すると今まで考え込んでいた成歩堂が、助太刀とばかりに口を開いた。
「茜ちゃん。その許可書、よく読んでみたらどうかな?きっと、頭の上がらない人物だと思うよ?」

茜は不満そうな顔で許可書を読みはじめた
しばらくすると、茜は大騒ぎをし始めた。
「ああああああっ!これ、真宵さんの…。」
しばらく大騒ぎした後、茜は人が変わったように現場の調査を許可した。
「真宵さんの頼みとあれば仕方ないわね…いいわ、現場の調査を許可してあげる。」
「やりましたね、オドロキさん!」
みぬきは大喜びしている。そして、茜は腑に落ちなさそうな顔で聞いてきた。
「ねえ、あなたは一体誰なの?真宵さんのことも知っていたみたいだし、私のことも…」
「本当に分からないのかい?…茜ちゃん。」
「も…もしかして、成歩堂さんですかっ?」
「ああ、久しぶり、茜ちゃん。」
茜は目に涙を浮かべながら言った。
「…変わりましたね、成歩堂さん。」
「ああ、10年前のあの時以来だね。」
前に聞いたことがある。茜さんのお姉さんが殺人容疑で起訴されて、それを無罪に導いたのが成歩堂さんだったそうだ。
「私、アメリカに行っても成歩堂さんのことは忘れませんでした。だって、お姉ちゃんの命の恩人ですから。その成歩堂さんが弁護士をやめされられちゃって…」
成歩堂は首を横に振った。
「茜ちゃんが悔やむことはない、あれは僕が自分で決めたことなんだから。」

そこまで喋ると成歩堂は、足を事件現場のほうに向けた。
「さて、現場に入らせてもらっていいのかな?そろそろ、捜査をしないと」
「モチロンですよ!成歩堂さんの頼みなら、私も協力します。カガク的に」

…完全に成歩堂さんのペースだ
しかし、言ってることはもっともだ。
オレたちは事件現場へ向かうことにした。

8月28日 午後1時13分 一塁側室内練習場

「ここが殺人現場か…。」
「被害者の名前は 浜谷 守(はまや まもる)奇跡のバッテリーで知られる一流捕手よ」
「あの…死因はなんなんですか?」
「発生直後だし解剖記録はまだ届いてないけど、おそらく鈍器による後頭部への一撃ね。」

事件現場では被害者がうつ伏せで倒れており、野球の用具と思われるものが散乱していた。

「この事件、ひとつ不自然な点があるのよね…。」
茜さんのいう 不自然な点 が気になり、かりんとうを喰らうのを覚悟して聞いた。
「何なんですか?不自然な点って。」
「犯人が気絶して倒れていたのよね…」
「えっ!犯人が?で、誰だったんですか?」
もしやと思いつつ聞いてみると、返ってきたのは予想通りの名前だった

「気絶していたのは新垣 勇輝(あらがき ゆうき)。先ほど緊急逮捕したわ。」

えぇぇぇぇぇっ!というみぬきちゃんの声が現場内に響いた。

「もしかして…奇跡のバッテリーのピッチャーがキャッチャーを殺しちゃったわけですか?」
「現時点では私たちはそう考えているわ。彼の指紋が残った凶器もあったし。」
「凶器…ですか。」
「そうよ。彼の右手の指紋がべったりついたバットが、彼のロッカーに隠されていたわ」

((バット))のデータを法廷記録にファイルした

バット
凶器。被害者の血痕が付着しており、被告人、新垣勇輝の右手の指紋が付着。被告人のロッカーで発見。

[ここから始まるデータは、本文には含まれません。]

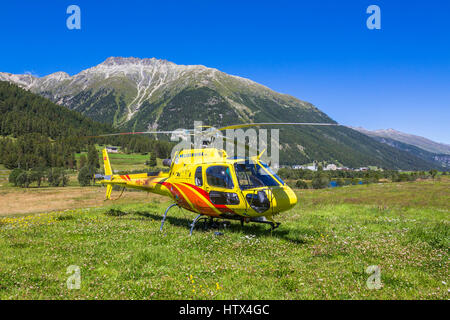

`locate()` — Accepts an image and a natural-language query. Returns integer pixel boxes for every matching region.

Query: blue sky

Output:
[0,0,450,144]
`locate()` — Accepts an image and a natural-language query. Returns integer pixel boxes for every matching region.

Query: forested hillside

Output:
[0,81,171,170]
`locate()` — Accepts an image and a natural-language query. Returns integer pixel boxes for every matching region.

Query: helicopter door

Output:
[205,165,240,206]
[235,162,274,213]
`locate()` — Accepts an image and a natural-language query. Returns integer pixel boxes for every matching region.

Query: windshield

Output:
[234,161,280,190]
[206,166,234,189]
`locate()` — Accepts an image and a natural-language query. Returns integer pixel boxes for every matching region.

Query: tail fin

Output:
[102,149,112,176]
[102,149,112,200]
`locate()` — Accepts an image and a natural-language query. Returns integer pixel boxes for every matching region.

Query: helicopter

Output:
[94,123,338,235]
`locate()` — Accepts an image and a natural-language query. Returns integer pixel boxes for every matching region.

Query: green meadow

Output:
[0,177,450,299]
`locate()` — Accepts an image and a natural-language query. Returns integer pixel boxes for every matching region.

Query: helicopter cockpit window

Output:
[234,161,280,190]
[195,167,203,187]
[206,166,234,189]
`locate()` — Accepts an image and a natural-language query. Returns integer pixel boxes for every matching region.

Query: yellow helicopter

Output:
[95,123,337,235]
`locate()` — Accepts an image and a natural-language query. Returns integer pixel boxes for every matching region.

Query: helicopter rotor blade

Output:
[86,129,193,138]
[213,122,341,131]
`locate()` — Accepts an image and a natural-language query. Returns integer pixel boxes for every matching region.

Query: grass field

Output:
[0,178,450,299]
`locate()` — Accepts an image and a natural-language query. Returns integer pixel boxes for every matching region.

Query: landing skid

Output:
[159,203,281,236]
[189,214,281,235]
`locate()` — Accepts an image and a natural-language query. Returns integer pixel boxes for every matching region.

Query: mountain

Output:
[354,127,450,169]
[0,81,111,140]
[352,127,450,155]
[0,57,442,170]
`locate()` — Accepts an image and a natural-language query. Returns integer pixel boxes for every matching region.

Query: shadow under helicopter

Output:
[128,211,310,244]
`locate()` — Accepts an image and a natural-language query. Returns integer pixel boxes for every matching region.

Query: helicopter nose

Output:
[273,186,297,212]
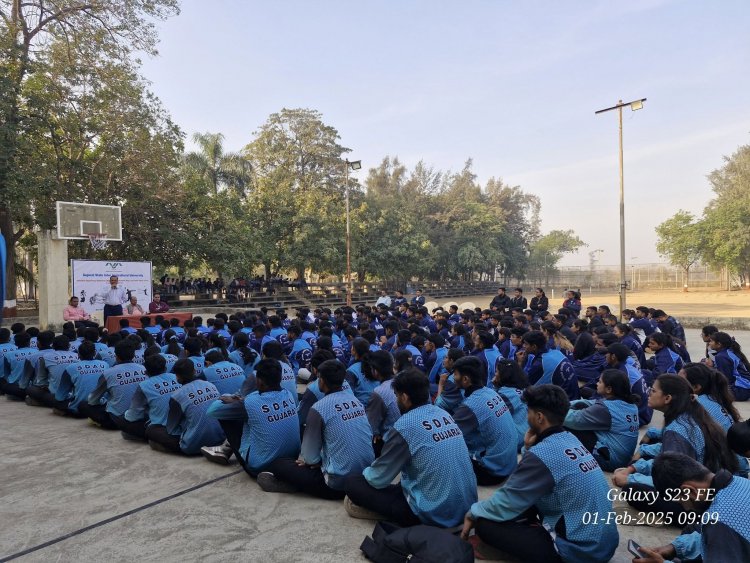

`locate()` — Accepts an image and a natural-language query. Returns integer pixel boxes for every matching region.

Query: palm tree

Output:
[184,133,252,195]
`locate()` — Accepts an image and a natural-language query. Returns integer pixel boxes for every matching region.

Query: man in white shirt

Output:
[104,276,128,324]
[375,289,391,309]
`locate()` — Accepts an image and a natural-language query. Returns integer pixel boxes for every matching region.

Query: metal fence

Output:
[527,264,740,292]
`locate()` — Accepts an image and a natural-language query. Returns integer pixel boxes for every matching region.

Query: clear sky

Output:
[143,0,750,265]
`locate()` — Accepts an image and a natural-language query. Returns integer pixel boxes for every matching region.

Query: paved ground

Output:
[0,310,750,563]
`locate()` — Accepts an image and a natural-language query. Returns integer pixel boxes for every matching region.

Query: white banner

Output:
[71,260,153,314]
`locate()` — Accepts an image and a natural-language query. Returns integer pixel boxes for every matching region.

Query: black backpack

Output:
[359,522,474,563]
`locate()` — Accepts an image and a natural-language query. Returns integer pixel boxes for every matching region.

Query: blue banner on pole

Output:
[0,233,6,324]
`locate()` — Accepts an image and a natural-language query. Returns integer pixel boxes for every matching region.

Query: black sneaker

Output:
[258,471,297,493]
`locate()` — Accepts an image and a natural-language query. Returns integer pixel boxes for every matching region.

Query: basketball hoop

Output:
[86,233,108,250]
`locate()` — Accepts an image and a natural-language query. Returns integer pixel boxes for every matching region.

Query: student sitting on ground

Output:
[229,332,260,377]
[258,360,375,500]
[2,330,45,401]
[492,359,529,452]
[201,359,300,477]
[613,374,739,523]
[432,348,465,414]
[83,340,147,430]
[461,385,619,563]
[633,453,750,563]
[604,343,654,426]
[124,353,180,440]
[263,340,299,404]
[516,330,580,400]
[52,342,109,418]
[203,350,245,395]
[563,369,640,471]
[362,350,401,457]
[453,356,518,486]
[344,369,477,528]
[346,338,380,407]
[146,362,224,455]
[706,332,750,401]
[26,334,78,408]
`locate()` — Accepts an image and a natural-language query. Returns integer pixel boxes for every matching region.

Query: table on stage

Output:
[106,313,193,334]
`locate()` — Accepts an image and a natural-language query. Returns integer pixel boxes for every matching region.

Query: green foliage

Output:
[529,230,586,284]
[656,210,705,274]
[701,145,750,281]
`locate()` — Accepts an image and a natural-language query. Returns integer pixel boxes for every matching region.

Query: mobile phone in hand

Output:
[628,540,644,558]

「…さて、私もそろそろ事情聴取に行かなきゃなんないのね。あんた達も他の所を調べてきたら?」

と言って茜さんは行ってしまった。あの台詞からして、他の現場の捜査を許可してくれたようだ

「あれ?茜さん、何か落としましたよ。」
「どうやらこれは…調査の報告書らしいね。」

((初動捜査報告書))のデータを法廷記録にファイルした

初動捜査報告書
12時50分頃、目撃者の通報によって現場に突入。浜谷 守(20)が殺害され、新垣 勇輝(20)を逮捕。新垣 勇輝は気絶した状態で発見された。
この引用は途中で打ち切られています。